A Level Playground? Public Preferences for Equality Enhancing Policies in Early Child Care

About this Session

Time

Thu. 11.04. 10:20

Room

Speaker

Authors – Henning Hermes, Philipp Lergetporer, Fabian Mierisch, Simon Wiederhold, Guido Schwerdt.

Abstract :

Early child care is a pivotal policy tool to foster societal integration, enabling underprivileged groups to actively participate in society by positively impacting children’s development (Cornelissen et al., 2018) and supporting parents’ employment (Hermes et al., 2022). However, despite its potential to equalize opportunities, migrant children often face difficulties accessing child care due to complex admission procedures (Hermes et al., 2021) and discriminatory practices (Hermes et al., 2023). This contributes to the substantial migrant-native enrollment gap in early child care in Germany (Jessen et al., 2020).

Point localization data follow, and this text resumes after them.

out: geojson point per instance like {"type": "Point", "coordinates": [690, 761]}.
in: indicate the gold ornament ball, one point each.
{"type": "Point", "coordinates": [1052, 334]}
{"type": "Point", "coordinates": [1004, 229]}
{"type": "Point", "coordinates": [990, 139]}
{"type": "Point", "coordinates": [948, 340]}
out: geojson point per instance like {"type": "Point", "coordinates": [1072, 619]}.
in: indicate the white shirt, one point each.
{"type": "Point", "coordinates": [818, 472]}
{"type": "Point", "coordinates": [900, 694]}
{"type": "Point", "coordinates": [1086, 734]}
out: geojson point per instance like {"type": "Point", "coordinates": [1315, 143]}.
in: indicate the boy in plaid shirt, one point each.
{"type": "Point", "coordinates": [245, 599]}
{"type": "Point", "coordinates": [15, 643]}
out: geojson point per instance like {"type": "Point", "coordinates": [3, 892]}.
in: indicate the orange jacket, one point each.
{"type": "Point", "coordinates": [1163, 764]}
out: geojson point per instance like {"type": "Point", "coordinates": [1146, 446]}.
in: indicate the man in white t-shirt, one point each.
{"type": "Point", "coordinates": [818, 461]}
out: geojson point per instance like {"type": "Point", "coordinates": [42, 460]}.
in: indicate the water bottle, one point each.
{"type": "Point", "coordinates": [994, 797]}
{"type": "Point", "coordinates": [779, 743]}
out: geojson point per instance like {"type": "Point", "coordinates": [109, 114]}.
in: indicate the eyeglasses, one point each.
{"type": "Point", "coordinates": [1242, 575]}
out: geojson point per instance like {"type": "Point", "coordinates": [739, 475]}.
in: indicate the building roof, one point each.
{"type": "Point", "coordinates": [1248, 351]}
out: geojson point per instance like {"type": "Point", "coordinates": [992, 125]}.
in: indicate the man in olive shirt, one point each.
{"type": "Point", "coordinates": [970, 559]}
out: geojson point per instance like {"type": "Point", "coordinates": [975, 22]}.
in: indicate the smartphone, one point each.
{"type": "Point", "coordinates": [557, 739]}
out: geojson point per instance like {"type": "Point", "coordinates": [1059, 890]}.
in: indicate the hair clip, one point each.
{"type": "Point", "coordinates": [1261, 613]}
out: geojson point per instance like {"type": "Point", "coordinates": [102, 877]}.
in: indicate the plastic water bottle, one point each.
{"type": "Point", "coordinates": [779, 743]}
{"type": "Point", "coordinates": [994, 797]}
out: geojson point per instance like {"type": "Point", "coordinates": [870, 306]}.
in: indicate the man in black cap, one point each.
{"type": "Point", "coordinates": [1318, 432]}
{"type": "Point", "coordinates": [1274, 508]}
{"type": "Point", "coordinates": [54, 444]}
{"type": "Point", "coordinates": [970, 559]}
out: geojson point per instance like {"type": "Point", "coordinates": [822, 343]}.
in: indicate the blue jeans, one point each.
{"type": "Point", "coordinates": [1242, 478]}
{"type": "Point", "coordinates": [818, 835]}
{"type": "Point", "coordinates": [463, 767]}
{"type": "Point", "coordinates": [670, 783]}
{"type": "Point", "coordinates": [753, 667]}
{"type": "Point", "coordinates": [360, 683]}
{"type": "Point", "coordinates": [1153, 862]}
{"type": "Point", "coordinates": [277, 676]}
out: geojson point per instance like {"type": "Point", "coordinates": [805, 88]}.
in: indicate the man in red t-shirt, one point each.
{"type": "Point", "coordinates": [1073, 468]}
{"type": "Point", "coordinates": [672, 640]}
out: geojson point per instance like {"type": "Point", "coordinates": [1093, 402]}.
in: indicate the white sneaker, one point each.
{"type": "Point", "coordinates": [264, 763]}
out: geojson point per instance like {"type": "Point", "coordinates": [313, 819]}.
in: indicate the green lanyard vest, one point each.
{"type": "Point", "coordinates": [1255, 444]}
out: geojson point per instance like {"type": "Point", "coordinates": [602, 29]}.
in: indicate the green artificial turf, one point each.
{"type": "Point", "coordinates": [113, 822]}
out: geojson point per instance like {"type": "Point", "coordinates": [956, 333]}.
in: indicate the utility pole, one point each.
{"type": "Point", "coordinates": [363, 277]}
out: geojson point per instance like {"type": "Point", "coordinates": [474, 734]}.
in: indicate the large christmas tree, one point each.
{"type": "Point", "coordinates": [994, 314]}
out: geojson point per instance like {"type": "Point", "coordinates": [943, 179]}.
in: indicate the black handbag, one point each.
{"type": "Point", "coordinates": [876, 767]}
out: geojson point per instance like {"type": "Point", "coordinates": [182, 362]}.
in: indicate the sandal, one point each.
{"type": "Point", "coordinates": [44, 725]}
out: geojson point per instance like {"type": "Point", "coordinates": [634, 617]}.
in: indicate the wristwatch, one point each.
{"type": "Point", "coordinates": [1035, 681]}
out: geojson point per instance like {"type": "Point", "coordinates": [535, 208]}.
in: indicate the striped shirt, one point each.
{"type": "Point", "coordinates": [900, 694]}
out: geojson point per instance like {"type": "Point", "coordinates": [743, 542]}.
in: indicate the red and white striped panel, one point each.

This study investigates the perspectives of the German population regarding this issue, delving into their preferences for policies that could foster equality in early child care. To this end, we utilized a representative survey (n ~ 6,000), introducing a series of survey experiments.

Results show that people underestimate the enrollment gap between migrants and natives, effectively underestimating inequality. Additionally, their beliefs about migrant-native gaps in early child care are imprecise, suggesting a lack of knowledge about the market. The beliefs also correlate with demographic characteristics such as age, education, and policy preferences. As for their preferred policies, participants mainly support additional child care slots and a centralized admission system.

Information about migrant-native gaps shifts people’s perception towards a more taste-based nature of inequalities in early child care. However, information has only a minimal impact on related policy preferences. To delve deeper into this phenomenon, we applied causal forest analysis, allowing us to scrutinize the heterogeneity in treatment effects. This analysis reveals that individuals alter their policy preferences based on their initial beliefs regarding the market’s receptiveness towards migrants, a significant indicator of discrimination. Notably, participants who previously underestimated the migrant-native gaps showed a heightened propensity to support policies fostering equality once presented with the actual data and vice versa.

Furthermore, we discover a tendency among right-wing party voters to reduce support for equality-enhancing policies upon being informed about the migrant-native gap, corroborating the theory that policy preferences are substantially shaped by pre-existing beliefs (Braghieri et al., 2021).

In sum, our findings suggest that dissemination of information can reduce polarization in policy discussions, fostering a more unified approach to policy discussion and implementation. Contrary to the polarization increase indicated in some studies (e.g., Haaland & Roth, 2023) or the negligible effects highlighted in others (e.g., Alesina et al., 2023), our research underscores the crucial role of information in nurturing consensus in policy deliberations.